What the Bezoses are offering funds for, he mentioned, are the museum and Costume Institute’s ethos and initiatives, not a donor’s private agenda. “This is not a show on Amazon. This is not a show on Lauren Sánchez’s dresses. One needs to be really clear that what our donors are supporting is the program of the Met, and the ideas of our curators, and the integrity of the institution,” he mentioned. “And they don’t want to have it any other way. That’s exactly the donors that we want, and those are the donors that museums like ours need to have.”
Wintour advised NCS in late 2025 that Sánchez Bezos can be “a wonderful asset to the museum and the event,” calling her a “great lover of costume and obviously of fashion.”

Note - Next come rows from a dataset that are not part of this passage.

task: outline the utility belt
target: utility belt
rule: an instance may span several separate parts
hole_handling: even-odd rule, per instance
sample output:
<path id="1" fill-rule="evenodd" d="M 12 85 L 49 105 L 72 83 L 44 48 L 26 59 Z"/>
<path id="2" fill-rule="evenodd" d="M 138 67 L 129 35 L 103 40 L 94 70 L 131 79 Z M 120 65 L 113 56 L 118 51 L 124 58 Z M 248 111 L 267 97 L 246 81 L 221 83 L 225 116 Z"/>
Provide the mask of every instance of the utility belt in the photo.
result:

Indeed, it’s due to the Costume Institute and Met Gala that so many see vogue as they do at the moment. Hollstein pointed to final 12 months’s present on Black dandyism, for instance, or this 12 months’s, which can spotlight “not only the dialogue between different arts about the dressed body, but different body types.”
A museum, in spite of everything, shouldn’t be a donors’ playground, however a spot for the world to entry artwork.
“I always wanted to see the Met museum. I love art,” Watson mentioned. “Museums in general allow ordinary people — anyone — to come in and see, face to face, these priceless pieces of art.”